Como criar o melhor servidor DNS recursivo local com cache persistente e bloqueio de ameaças (Unbound + Rocky Linux)
você gerencia a infraestrutura de um provedor de internet (ISP) ou de uma rede corporativa, sabe que a resolução de nomes (DNS) é o coração da navegação. Um DNS lento ou instável gera reclamações imediatas de "lentidão na internet", mesmo que sua banda esteja sobrando.
A recomendação padrão na indústria para um resolvedor DNS recursivo local rápido e seguro é utilizar o Unbound DNS. No entanto, configurá-lo de forma otimizada para alto tráfego e integrá-lo a filtros de ameaças exige tempo, cálculo matemático de hardware e manutenção constante de listas de segurança.
Neste artigo, vamos analisar como otimizar o Unbound e apresentar uma solução que automatiza 100% desse processo: o Sentinel DNS.

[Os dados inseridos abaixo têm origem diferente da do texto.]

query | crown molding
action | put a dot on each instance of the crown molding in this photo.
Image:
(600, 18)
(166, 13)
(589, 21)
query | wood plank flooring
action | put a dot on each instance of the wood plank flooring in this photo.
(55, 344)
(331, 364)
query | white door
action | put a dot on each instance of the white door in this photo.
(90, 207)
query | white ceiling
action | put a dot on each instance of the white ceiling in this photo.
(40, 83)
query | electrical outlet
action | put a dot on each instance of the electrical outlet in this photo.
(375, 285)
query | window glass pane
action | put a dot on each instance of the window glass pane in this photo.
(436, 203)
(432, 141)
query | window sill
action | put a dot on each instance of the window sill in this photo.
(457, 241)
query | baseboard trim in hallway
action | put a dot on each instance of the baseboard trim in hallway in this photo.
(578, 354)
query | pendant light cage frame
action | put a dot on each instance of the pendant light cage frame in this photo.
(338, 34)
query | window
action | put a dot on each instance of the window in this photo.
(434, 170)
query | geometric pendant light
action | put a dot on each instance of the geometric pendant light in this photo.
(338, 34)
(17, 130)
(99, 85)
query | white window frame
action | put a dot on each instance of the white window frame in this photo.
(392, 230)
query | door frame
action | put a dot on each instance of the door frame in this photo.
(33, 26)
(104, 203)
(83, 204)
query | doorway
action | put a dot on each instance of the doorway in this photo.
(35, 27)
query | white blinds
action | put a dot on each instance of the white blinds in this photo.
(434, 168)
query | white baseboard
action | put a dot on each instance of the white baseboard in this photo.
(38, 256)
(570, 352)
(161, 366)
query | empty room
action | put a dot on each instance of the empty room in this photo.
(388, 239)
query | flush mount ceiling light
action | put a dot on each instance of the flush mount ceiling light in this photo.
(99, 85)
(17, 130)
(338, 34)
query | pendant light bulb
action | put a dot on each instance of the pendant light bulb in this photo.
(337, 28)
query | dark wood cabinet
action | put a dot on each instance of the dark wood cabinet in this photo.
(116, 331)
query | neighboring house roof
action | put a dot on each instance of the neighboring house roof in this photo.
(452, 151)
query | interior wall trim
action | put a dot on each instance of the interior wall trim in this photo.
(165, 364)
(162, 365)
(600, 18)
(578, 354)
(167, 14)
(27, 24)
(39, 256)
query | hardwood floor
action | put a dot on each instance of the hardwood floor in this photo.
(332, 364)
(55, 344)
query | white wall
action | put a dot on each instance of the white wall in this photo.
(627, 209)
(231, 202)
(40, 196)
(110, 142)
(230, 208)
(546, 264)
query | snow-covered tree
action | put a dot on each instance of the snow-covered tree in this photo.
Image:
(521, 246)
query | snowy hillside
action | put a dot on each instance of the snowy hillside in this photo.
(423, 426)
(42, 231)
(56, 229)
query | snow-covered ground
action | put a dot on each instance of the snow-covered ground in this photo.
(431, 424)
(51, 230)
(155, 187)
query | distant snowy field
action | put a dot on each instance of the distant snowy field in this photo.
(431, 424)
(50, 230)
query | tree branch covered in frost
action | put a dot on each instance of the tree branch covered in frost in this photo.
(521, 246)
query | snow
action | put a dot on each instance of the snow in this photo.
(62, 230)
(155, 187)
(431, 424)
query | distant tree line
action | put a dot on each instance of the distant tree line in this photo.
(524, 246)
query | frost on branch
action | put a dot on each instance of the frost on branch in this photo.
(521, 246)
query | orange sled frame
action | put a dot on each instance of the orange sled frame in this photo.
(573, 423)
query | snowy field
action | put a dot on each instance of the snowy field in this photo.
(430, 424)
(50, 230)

O Desafio da Otimização do Unbound DNS
Configurar o Unbound de forma manual em distribuições como CentOS, Debian ou Ubuntu envolve editar arquivos complexos de configuração para ajustar limites cruciais:
Buffers do Kernel e Slabs: Para evitar a perda de pacotes UDP sob alta concorrência, é preciso calcular e expandir os buffers de rede do kernel do Linux e ajustar os blocos de memória (slabs) em potências de 2, conforme os núcleos de CPU disponíveis.
O Problema do Cache no Reboot: Como o Unbound armazena as resoluções de DNS diretamente na memória RAM para máxima performance, qualquer reinicialização do servidor limpa esse cache quente. O resultado? Uma enxurrada de requisições lentas para servidores raiz mundiais até que o cache seja reconstruído.
Filtros Anti-Malware e Phishing: Combinar o Unbound com ferramentas como Pi-hole ou AdGuard Home é uma prática comum para segurança em redes domésticas (homelabs), mas escalar esse bloqueio na camada DNS para milhares de clientes corporativos mantendo latências em sub-milissegundos exige um motor robusto de CTI (Cyber Threat Intelligence).
A Solução: Appliance Unbound Sentinel
O Sentinel DNS foi desenvolvido para solucionar esses desafios, eliminando a complexidade da configuração manual. Ele é distribuído como uma imagem ISO Appliance baseada no estável Rocky Linux 9.7 Minimal, com instalação automatizada e offline em apenas 5 minutos.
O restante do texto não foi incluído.